Introduction to linear algebra
Table of Contents
1 Multidimensional arrays
The foundation of linear algebra in Python is in multidimensional arrays.
import numpy as np
We make multidimensional arrays by using lists of lists of numbers. For example, here is a 2D array:
A = np.array([[1, 2], [3, 4]])
We can find out the shape of an array, i.e. the number of rows and columns from the shape attribute. It returns (rows, columns).
A.shape
(2, 2)
1.1 Constructing arrays
You can always make arrays by typing them in. There are many convenient ways to make special ones though. For example, you can make an array of all ones or zeros with these:
np.zeros(shape=[3, 3])
array([[0., 0., 0.], [0., 0., 0.], [0., 0., 0.]])
np.ones(shape=[3, 3])
array([[1., 1., 1.], [1., 1., 1.], [1., 1., 1.]])
You can make an identity matrix with:
np.eye(N=3)
array([[1., 0., 0.], [0., 1., 0.], [0., 0., 1.]])
or a diagonal array:
np.diag([1, 2, 3])
array([[1, 0, 0], [0, 2, 0], [0, 0, 3]])
If you need a lower triangular array:
np.tri(3)
array([[1., 0., 0.], [1., 1., 0.], [1., 1., 1.]])
1.2 Regular Algebra with arrays
It takes some getting use to how to use arrays with algebra.
1.2.1 Addition and subtraction
Let's start with addition and subtraction.
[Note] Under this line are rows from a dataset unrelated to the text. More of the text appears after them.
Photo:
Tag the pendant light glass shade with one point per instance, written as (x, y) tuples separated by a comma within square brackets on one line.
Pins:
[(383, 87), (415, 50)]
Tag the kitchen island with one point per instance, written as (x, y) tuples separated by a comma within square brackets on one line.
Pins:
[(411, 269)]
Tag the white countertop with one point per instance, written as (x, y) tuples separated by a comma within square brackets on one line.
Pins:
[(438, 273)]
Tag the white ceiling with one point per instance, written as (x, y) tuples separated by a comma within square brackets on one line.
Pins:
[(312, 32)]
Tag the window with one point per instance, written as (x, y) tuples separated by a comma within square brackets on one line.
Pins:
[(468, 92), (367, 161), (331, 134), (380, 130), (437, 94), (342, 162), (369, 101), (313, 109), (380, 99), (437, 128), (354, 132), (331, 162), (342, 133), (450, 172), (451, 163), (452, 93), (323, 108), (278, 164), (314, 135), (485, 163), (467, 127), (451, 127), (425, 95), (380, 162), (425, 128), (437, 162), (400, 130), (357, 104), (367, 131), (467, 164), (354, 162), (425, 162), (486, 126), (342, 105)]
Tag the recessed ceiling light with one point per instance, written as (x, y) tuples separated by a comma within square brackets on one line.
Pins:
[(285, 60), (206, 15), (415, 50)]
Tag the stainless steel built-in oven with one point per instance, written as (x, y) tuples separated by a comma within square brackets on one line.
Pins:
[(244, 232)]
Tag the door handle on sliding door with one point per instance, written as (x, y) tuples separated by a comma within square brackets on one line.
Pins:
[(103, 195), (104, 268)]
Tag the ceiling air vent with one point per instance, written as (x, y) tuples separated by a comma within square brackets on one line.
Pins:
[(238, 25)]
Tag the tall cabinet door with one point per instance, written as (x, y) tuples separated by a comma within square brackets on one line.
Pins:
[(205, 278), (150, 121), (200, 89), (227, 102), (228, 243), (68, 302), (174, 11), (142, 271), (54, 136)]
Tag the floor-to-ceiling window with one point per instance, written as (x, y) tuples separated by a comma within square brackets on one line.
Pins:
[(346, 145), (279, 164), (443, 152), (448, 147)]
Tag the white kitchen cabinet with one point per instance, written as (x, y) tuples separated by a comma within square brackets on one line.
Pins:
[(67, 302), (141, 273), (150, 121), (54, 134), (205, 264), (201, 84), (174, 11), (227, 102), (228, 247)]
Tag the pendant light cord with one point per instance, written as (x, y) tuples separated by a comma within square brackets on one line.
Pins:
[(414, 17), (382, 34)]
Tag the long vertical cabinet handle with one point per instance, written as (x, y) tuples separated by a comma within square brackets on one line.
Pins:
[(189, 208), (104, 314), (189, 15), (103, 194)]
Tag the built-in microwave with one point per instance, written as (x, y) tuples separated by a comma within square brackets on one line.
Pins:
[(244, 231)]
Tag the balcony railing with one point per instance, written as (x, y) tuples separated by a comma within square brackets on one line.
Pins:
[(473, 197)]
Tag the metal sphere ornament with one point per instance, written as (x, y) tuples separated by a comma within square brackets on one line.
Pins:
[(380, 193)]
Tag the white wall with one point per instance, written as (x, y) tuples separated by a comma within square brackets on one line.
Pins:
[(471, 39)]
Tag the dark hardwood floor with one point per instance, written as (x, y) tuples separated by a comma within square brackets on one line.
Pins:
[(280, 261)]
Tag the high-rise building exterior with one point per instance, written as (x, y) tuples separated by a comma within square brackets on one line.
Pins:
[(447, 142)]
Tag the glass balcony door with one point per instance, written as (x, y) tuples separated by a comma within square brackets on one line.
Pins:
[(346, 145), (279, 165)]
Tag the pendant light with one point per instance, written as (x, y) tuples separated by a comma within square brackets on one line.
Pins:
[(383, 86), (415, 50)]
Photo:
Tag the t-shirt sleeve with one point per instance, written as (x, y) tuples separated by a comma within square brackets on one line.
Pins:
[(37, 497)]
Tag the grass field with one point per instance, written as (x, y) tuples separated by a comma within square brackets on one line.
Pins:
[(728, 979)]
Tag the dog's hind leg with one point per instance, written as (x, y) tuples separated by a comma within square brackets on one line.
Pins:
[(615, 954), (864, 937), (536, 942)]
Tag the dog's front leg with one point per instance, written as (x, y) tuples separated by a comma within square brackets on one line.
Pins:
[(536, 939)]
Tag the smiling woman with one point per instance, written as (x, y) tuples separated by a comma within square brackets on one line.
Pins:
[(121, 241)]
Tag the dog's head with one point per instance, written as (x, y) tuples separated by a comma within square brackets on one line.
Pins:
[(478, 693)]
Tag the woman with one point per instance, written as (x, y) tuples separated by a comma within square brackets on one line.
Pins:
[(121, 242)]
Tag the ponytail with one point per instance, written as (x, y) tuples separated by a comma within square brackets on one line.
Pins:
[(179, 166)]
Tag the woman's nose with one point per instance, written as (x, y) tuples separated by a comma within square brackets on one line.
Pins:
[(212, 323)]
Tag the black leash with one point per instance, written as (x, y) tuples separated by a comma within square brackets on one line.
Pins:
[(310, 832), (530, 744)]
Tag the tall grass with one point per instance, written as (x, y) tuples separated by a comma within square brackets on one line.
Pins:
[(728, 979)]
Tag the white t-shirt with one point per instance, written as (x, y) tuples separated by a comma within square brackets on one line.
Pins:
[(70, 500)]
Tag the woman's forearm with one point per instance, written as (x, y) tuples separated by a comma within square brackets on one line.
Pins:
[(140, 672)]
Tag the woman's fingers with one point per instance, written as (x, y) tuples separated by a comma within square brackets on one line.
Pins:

A good rule to remember that you can add and subtract arrays with the same shape.
B = np.ones(A.shape)
A + B
array([[2., 3.], [4., 5.]])
A - B
array([[0., 1.], [2., 3.]])
This is an error though because the shapes do not match.
C = np.array([[0, 0, 1], [1, 0, 0]]) A + C
ValueErrorTraceback (most recent call last) <ipython-input-11-0cf6976d378f> in <module> 2 [1, 0, 0]]) 3 -—> 4 A + C
ValueError: operands could not be broadcast together with shapes (2,2) (2,3)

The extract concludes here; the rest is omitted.